Preheat the oven to 375 degrees F. You’ll want to cook the quinoa prior to adding to the rest of the ingredients, so use the cooking method listed above (stovetop, in a saucepan. Be sure to rinse the dry grain before cooking!)

  •  Measure the dry ingredients (brown rice flour, brown sugar, salt, baking soda) and mix in a large bowl.
  • In a separate bowl, mix wet ingredients (melted fat, mashed banana, maple syrup, vanilla)
  • Add the wet ingredients to the dry ingredients using a wooden spoon or spatula to lightly mix the two together. Be careful not to overmix.
  • Once the quinoa is finished cooking, remove from heat, and mix in with the combined wet-dry mixture.

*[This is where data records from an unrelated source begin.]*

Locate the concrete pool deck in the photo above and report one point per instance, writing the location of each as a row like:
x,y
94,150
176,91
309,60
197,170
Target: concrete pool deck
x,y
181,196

  • Add the rest of the optional ingredients
  • The mixture should now be the consistency of a chocolate-chip cookie dough. If not thickened due to the heat of the quinoa, allow to harden a little bit in the fridge.
  • Grease a baking pan (cooking spray does the trick for me), and use a spoon to scoop out dough onto the pan  I usually can fit  a dozen on the baking pan, but it depends on what size you like.
  • Bake at 375 degrees F for 10-14 minutes.
  • Allow to cool for a bit and enjoy!